Wonder Woman #4 (from The Batmom March 2012)

COVERGIRL: Forget finding a superhero to read; I want to BE Wonder Woman. To risk sounding too Christian Siriano, Diana is fierce. Hera is bonkers mad and wearing some sort of stunning, PETA-taunting peacock cloak and her eyes are glaring batshit-crazy red and she has a huge motherf*&%er of a knife and Wonder Woman is ROARING.

 Bring it ON, crazy bird lady. Lemme hear you squawk.

Actually that’s what I would say faced with a pissed-off goddess with a big, bloody knife. In response, Hera might well die laughing.

Wonder Woman doesn’t need words. Just … ROAR.

INSIDE STORY: Wonder Woman lets her superguard down and sways with the crowd at a London club. Hermes doesn’t get it; Zola explains she just wants to feel part of a community for a moment. Zola turns out to understand a lot about Wonder Woman: the absent dad, the disappointing mom.
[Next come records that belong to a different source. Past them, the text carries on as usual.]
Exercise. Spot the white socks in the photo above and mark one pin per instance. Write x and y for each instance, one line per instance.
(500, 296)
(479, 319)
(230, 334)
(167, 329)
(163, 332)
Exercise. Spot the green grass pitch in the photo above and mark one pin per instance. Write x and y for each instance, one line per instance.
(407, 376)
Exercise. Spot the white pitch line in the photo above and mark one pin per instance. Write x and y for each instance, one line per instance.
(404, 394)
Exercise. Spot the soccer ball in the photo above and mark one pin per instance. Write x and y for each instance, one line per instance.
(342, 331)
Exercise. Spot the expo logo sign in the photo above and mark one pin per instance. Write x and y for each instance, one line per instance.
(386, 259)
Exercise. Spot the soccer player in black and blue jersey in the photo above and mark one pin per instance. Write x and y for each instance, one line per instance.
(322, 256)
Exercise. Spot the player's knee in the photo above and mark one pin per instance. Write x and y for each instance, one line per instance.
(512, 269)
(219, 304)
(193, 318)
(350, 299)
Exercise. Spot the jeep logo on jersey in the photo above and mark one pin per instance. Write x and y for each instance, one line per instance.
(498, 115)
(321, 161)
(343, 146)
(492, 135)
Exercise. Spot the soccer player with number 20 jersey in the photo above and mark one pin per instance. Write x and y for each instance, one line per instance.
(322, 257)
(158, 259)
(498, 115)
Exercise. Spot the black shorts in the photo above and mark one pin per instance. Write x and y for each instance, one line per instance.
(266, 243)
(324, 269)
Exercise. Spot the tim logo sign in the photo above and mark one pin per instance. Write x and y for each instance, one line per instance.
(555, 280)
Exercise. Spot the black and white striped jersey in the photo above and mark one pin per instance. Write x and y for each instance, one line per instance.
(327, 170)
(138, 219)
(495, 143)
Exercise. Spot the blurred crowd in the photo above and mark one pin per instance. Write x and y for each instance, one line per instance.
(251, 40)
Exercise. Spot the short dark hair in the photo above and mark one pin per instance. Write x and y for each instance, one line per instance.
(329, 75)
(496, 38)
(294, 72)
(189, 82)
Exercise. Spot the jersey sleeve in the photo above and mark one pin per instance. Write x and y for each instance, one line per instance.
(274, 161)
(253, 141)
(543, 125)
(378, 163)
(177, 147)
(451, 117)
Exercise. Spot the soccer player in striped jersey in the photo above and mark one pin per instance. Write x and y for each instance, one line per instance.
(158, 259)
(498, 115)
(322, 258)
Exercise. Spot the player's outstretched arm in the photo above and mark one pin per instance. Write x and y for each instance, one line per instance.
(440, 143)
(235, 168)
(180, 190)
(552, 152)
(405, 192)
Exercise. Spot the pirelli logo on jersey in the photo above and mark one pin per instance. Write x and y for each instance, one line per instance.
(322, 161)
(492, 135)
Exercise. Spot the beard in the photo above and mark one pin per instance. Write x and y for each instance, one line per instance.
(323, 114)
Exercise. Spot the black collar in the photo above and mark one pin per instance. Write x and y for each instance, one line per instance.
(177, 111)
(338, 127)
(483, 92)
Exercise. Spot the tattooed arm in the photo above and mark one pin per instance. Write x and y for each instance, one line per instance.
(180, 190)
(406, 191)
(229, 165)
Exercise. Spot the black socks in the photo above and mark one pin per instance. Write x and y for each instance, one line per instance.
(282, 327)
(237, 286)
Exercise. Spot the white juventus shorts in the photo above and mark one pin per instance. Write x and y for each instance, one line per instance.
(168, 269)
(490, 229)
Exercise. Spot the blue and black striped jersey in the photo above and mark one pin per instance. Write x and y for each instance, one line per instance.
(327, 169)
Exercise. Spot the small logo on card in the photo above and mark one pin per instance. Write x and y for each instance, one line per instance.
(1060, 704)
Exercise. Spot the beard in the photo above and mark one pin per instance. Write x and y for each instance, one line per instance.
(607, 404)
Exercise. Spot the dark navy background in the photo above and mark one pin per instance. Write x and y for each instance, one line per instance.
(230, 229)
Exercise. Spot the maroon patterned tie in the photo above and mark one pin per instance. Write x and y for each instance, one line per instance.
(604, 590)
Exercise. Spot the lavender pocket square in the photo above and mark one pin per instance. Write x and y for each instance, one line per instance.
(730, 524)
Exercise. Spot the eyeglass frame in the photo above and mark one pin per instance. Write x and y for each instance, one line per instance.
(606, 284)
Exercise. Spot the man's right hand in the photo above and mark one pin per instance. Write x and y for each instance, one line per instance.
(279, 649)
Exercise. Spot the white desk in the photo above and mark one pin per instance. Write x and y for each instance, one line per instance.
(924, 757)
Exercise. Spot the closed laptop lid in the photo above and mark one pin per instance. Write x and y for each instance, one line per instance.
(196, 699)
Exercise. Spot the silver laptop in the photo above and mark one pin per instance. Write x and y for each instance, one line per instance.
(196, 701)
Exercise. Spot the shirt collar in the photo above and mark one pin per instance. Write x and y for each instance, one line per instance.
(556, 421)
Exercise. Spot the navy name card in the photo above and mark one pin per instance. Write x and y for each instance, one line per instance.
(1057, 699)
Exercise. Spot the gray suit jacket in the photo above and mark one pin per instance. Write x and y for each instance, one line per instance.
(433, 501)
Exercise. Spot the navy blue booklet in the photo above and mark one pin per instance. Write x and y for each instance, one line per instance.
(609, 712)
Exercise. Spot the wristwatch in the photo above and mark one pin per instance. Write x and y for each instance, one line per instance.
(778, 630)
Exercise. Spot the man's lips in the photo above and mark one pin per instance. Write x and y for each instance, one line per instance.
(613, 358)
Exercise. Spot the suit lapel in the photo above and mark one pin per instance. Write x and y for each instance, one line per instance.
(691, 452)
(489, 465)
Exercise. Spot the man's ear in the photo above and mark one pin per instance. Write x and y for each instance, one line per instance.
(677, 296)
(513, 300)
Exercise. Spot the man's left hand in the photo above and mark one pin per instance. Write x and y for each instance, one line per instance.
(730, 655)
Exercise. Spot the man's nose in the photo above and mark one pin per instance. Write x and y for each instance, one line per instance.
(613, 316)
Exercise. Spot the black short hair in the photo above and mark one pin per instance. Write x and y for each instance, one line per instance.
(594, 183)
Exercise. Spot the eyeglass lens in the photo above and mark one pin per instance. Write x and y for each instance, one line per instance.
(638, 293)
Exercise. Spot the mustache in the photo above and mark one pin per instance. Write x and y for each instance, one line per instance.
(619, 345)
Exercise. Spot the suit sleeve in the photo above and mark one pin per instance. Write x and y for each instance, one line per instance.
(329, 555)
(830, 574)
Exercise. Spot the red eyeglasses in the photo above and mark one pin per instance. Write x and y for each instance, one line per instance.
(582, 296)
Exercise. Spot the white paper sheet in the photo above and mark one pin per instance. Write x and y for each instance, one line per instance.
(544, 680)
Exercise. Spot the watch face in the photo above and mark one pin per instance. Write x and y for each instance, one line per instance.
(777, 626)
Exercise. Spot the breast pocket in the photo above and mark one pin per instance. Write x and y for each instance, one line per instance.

But Zola’s mom is dead, and Zola wishes she hadn’t been so hard on her. Wonder Woman realizes she needs her own mom, and rushes home to discover her Amazons turned to snakes and her mother, to stone.

Also, before leaving for Paradise Island, she smashes a broken champagne glass into Strife’s hand. Which Strife totally deserves.

Meanwhile, Apollo – the buff, oil-slicked dude from issue 1 - arrives in Darfur to chat with his weary, blood-spattered brother War. Apollo tells his brother the Weird Sisters told him that somehow Zeus, their dad, has yet to be born. In his absence, Apollo wants the crown. War says he could care less, but notes that war always rules the day.

RAMBLE: Not sure why Strife is following Diana around. Perhaps because she wants to keep an eye on her newest sibling, still gestating in Zola’s ridiculously flat belly; or perhaps because the baldy wants some of whatever Diana’s having that makes her hair so ridiculously luxuriant. The skull-stubble suits Strife, but she’s the jealous type.

Hippolyta’s fate, to be ever-frozen gaping in horror, serves to break Diana’s similarly stony countenance; when she sees her mother’s stone-cold face, she crumbles.

Touching moment and a suitable ending for this issue, but Azzarello and Chiang refuse to go for the easy close. Instead: the Darfur bit with War and Appollo. I loved the contrast between the brothers; one dark and slick with golden, glowing, mesmerizing eyes; the other old and grey, with flat, black, dead eyes.

Once I catch up, I’m diving into Greek mythology to re-acquaint myself with classical versions of these two and their clan; for now, I’m much satisfied with this iteration.